Coronavirus, turtle protections crush market expectations for Pacific swordfish

Dissolving market conditions related to COVID-19 are expected to stymie the economics of the West Coast swordfish longline fishery, if sea turtle bycatch limits don’t get to them first.

In August 2019, the Western Pacific Fishery Management Council elected to impose an annual hard cap limit of 16 leatherback turtle interactions on the fleet. Interactions equates to any form of entanglement, and the council noted that the majority of animals are released unharmed.

Though the council did not call for a hard cap limit on interactions with loggerhead turtles, based on evidence that the population appears to be rebuilding at an annual rate of about 2.4 percent, other stipulations apply. By then, the 2019 longline season had already come and gone.

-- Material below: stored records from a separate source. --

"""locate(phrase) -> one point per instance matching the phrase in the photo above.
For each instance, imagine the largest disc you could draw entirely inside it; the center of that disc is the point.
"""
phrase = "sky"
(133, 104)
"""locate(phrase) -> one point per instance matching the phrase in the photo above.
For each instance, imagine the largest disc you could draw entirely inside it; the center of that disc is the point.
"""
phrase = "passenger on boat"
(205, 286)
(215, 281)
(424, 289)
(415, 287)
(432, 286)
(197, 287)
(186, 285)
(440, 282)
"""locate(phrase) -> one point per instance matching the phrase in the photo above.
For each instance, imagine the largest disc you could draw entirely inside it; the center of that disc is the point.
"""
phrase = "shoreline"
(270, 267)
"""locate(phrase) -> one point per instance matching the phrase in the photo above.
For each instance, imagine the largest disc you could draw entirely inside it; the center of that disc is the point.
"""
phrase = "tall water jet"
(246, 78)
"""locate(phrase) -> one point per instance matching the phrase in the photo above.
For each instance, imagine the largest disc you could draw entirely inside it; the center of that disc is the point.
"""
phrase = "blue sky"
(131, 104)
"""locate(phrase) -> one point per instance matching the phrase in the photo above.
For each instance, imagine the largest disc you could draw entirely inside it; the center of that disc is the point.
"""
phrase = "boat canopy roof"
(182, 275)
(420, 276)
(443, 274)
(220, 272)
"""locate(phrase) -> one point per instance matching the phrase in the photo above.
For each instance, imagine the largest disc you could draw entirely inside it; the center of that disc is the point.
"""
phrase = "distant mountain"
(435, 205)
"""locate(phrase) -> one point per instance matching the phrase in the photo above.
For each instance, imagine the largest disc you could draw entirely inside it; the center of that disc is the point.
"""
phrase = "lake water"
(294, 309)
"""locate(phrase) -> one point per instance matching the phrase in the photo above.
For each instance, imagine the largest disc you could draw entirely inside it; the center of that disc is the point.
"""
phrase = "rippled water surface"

The Hawaiian shallow-water longline fishery closed in late March after the fleet hit the 17th incident of accidental hooking of a turtle. As of 18 March, this year the fleet had interactions with 13 loggerhead turtles of its 17-turtle cap, and had interactions with 2 of the 26 interactions they can have with leatherbacks.

In 2018, the swordfish season lasted until May, and the fleet had interactions with 6 leatherbacks and 33 loggerheads. This year’s swordfish harvest stood at 157.6 metric tons in early April. Average ex-vessel prices of USD 2.72 (EUR 2.45) had been running synonymous with the same period last year.

Meanwhile, ex-vessel revenues of USD 944,908 (EUR 852,322) for 2020 stand at less than half of the USD 2.53 million (EUR 2.28 million) the fleet put in for the 2019 season, when landings tallied up to 423.1 metric tons.

Among other dynamics affecting product landed along the West Coast, regulations calling for armed guards aboard boats with crews of citizenship other than the United States have sent boats traditionally delivering to San Francisco off-loading their catches in Hawaii and elsewhere, according to Larry Collins, president of the San Francisco Community Fishing Association.

Even then, he said, the virus and its peripheral effects on business have disrupted the flow of product from boats to brokers to end markets.

“The entire supply chain is broke,” says Collins. “A lot of the Asian markets are closed; it’s really dried up.”